Above: The Gunpowder Mill once employed over 100 men, and was by far the largest employer in the valley.
This is the only photograph I’ve managed to find of the factory in operation. It closed in 1920.
My thanks to Tony for allowing me to use the following information from his personal website on the village of Fernilee. It includes details of coal mining in the area, as well as the Chilworth Gunpowder Mill which now lies beneath the northern end of Fernilee Reservoir.
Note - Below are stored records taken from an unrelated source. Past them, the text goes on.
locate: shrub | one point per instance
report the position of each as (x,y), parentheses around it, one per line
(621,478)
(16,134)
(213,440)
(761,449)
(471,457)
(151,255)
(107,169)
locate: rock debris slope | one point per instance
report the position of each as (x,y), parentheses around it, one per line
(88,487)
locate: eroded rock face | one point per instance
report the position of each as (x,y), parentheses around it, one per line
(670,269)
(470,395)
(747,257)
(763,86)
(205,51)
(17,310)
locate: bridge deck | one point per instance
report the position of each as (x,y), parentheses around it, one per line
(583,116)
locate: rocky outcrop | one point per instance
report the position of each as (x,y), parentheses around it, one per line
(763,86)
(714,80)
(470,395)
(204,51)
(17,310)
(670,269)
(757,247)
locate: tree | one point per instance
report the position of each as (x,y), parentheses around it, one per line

Click the ‘Then & ‘Now’ buttons (or drag the green slider) on the image below to fade between an 1888 map showing the factory, and a satellite image of the same landscape today. (You may not be able to see this if you’re viewing on a smart phone.)
Fernilee and its gunpowder mills
The High Peak News; 4th July 1874
The romantic and highly picturesque village of Fernilee, in the parish of Hope, from its interesting and secluded situation affords, whether in winter or summer, some of the most charming landscapes in Derbyshire.
Shut out in the greater part from the busy scenes of daily life, and the dull monotony of the town, it fairly reveals in its own quietness and solitude, with nothing to create discord on its grassy slopes or finely-wooded hills.
The clear rippling stream of the Goyt which flows through the valley as a small Brooklet, unpolluted with the filth and chemicals which are poured into its waters lower down, abounds with fish which may here and there be seen sporting about, or leaping after the flies upon its surface.
Here and there rich meadow and pasture land with cultivated fields and farm houses, some of rude construction, and others of more refined build, dot the landscape, whilst in the distance loom thickly wooded copses and wild moor land, where the pheasant, the partridge, the rabbit, and other game may be found.
Taxal Church, in the centre of a wood, also appears a conspicuous object in the distance; whilst on the slope of a hill may be noticed the neat and handsome little chapel erected by the Wesleyan Methodists, whose sway in this neighbourhood appears to exceed all other denominations.
There are also two coal mines, one worked in the usual way, and the other has had its coal drawn by an inclined tunnel from the bowels of the earth. Near these mines there are a few cottages and neat farm houses, and also a little inn.
The line conveying the wagons of the Buxton Lime Company also passes through this way, skirting the hill side, and carried under the Buxton highway through a deep cutting, and then to the incline on the old Cromford and High Peak Railway.
In one or two secluded spots there are snugly ensconced in shady dells some fine villa residences, a few cottages, and farm stead’s, all within a short distance of the above highway.
In the valley at the foot of towering heights, clad with trees and verdure, there are situated the gunpowder mills, of Jas. Hall Williamson, & Co., known as the Fernilee Gunpowder Mills.
Accident at the powder mills
Buxton Advertiser; 28 April 1894
An accident which might have been of a very serious nature occurred at the Fernilee Powder Mills, on Wednesday last.
It appears that the manager, Mr Beresford, and a party of friends were making experiments in order to ascertain the strength of a dangerous explosive called emulite*, and charged the gun, kept at the works for testing purposes, with five ounces of the explosive, emilite, with the result that it shattered the gun into several pieces, and sent the ball, which weighs 65 lbs, a distance of half-a-mile, where it buried itself about four feet in the ground, only just missing some cattle that were grazing close by.
The report of the explosion could be heard for miles around, and it very naturally caused great consternation amongst the employees at the factory for the time being. Luckily for the gunner, a man named Smedley, he very wisely gave the cannon a wider berth than he usually does when testing the ordinary powder.
Emulite® is an emulsion explosive. It consists of small droplets of ammonium nitrate solution, tightly packed in a mixture of oil and wax. The thickness of the oil and wax membranes separating the droplets is less than one ten thousandth of a millimetre.
It is unknown who invented the first explosive black powder. Black powder also known as gunpowder is a mixture of saltpetre (potassium nitrate), sulphur, and charcoal (carbon). It originated in China around the tenth century and was used in fireworks and signals.
Black powder is the oldest form of a ballistic propellant and it was used with early muzzle-type firearms. Being a mechanical explosive that is messy, black powder was eventually replaced by cleaner smokeless powder explosives.